From the Guidelines
Chronic vomiting after sleeve gastrectomy requires a systematic approach to diagnosis and treatment, starting with ruling out mechanical causes like stricture or obstruction through upper endoscopy and contrast studies, as recommended by the most recent guidelines 1.
Initial Management
Initial management should include small, frequent meals, thorough chewing, and avoiding liquids with meals.
- For medication therapy, start with proton pump inhibitors like omeprazole 40mg daily or pantoprazole 40mg daily for 8-12 weeks to address potential gastroesophageal reflux.
- For nausea and vomiting, metoclopramide 10mg three times daily before meals (maximum 12 weeks due to risk of tardive dyskinesia) or ondansetron 4-8mg every 8 hours as needed can be effective, as supported by recent studies 1.
Nutritional Support
Nutritional support is crucial, so monitor for dehydration, electrolyte imbalances, and vitamin deficiencies with regular blood tests.
- Psychological support may help patients cope with dietary changes.
- Chronic vomiting often results from altered gastric anatomy causing reduced stomach capacity, increased intragastric pressure, or pyloric dysfunction.
Surgical Revision
If conservative measures fail after 3-6 months, surgical revision may be necessary, particularly for anatomical issues like sleeve stenosis or twisting, as indicated by the latest research 1.
- The endoscopic management of these strictures with balloon dilatation or stent placement is reported to be successful in 88–94% of cases 1.
- When endoscopic methods are unsuccessful, sleeve gastrectomy conversion to RYGB should be considered 1.
- A multimodal approach to preventing nausea and vomiting, including total intravenous anesthesia with Propofol (TIVA), avoidance of volatile anaesthetics and fluid overload, and minimization of intra- and postoperative opioids, is recommended by recent guidelines 1.
From the Research
Chronic Vomiting after Sleeve Gastrectomy
- Chronic vomiting is a common complication after sleeve gastrectomy, with a study finding that 60.0% of patients experienced vomiting after the procedure 2.
- Gastric sleeve stenosis (GSS) is a potential cause of chronic vomiting, with symptoms including dysphagia, reflux, and obstructive symptoms 2, 3.
- Upper gastrointestinal series (UGIS) is commonly used to diagnose GSS, but has been found to have low negative predictive value (NPV) and is not necessary for diagnosis 2.

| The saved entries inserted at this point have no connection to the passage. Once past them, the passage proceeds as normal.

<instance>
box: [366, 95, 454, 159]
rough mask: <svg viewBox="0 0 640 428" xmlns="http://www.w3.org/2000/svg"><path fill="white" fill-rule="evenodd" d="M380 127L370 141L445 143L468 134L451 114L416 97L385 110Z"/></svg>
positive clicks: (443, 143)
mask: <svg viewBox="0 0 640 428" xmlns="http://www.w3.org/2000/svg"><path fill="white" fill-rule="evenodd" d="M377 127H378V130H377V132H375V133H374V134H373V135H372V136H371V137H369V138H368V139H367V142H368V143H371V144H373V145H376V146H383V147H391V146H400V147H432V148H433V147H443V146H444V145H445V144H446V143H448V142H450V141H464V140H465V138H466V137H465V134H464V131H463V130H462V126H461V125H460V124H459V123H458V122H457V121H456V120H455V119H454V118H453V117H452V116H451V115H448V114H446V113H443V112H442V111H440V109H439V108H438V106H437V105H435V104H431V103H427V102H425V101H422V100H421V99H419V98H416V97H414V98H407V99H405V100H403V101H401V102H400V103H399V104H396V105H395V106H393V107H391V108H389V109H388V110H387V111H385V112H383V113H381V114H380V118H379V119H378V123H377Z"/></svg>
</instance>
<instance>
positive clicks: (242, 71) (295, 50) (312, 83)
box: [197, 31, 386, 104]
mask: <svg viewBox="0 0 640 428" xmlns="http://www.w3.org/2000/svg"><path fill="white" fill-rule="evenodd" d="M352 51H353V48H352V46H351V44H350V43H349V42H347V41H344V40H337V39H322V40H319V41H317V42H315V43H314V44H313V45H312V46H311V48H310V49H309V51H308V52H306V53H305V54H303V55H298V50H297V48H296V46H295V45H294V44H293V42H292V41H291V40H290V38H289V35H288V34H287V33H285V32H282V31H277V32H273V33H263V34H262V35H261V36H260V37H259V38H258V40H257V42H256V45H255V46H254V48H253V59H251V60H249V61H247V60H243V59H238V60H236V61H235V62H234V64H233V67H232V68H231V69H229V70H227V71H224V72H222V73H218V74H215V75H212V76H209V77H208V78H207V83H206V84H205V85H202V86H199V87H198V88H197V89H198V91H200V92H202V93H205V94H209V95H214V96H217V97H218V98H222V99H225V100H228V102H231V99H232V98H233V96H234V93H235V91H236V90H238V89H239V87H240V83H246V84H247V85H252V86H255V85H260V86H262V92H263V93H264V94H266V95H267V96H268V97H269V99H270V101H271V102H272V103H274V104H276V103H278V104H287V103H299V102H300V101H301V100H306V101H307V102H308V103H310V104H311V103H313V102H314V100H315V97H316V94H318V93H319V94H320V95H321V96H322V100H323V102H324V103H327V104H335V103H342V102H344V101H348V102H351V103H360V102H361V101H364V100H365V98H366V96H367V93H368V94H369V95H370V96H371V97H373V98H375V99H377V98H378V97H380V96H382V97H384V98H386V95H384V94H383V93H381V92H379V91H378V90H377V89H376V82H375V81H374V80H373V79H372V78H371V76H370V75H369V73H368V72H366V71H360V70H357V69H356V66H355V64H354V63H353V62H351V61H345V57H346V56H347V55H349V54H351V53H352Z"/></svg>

- Endoscopy is a more effective diagnostic tool for GSS, with a study finding that 87.1% of patients were diagnosed with GSS on endoscopic evaluation 2.
- Treatment for GSS typically involves endoscopic dilation, with a study finding that 86.6% of patients had resolution of symptoms with a mean of 1.97 dilations 2.
Risk Factors for Chronic Vomiting
- Female gender, smoking, preoperative GERD, gastropexy, and severity of pain have been found to be independent risk factors for the development of postoperative nausea and vomiting (PONV) after laparoscopic sleeve gastrectomy (LSG) 4.
- Antral preservation, opioid-free analgesia, and intraoperative combined analgesia have been found to be independent protective factors against the occurrence of PONV 4.
- Helicobacter pylori status has been found to have no role in the development of PONV after LSG 4.
Management of Chronic Vomiting
- Combined intravenous ondansetron and metoclopramide has been found to improve PONV in 92.6% of patients 4.
- Dexamethasone and antihistamines have been used to treat persistent PONV after initial treatment with ondansetron and metoclopramide 4.
- Pain management postoperatively using opioid-free analgesia has been found to be effective in managing PONV 4.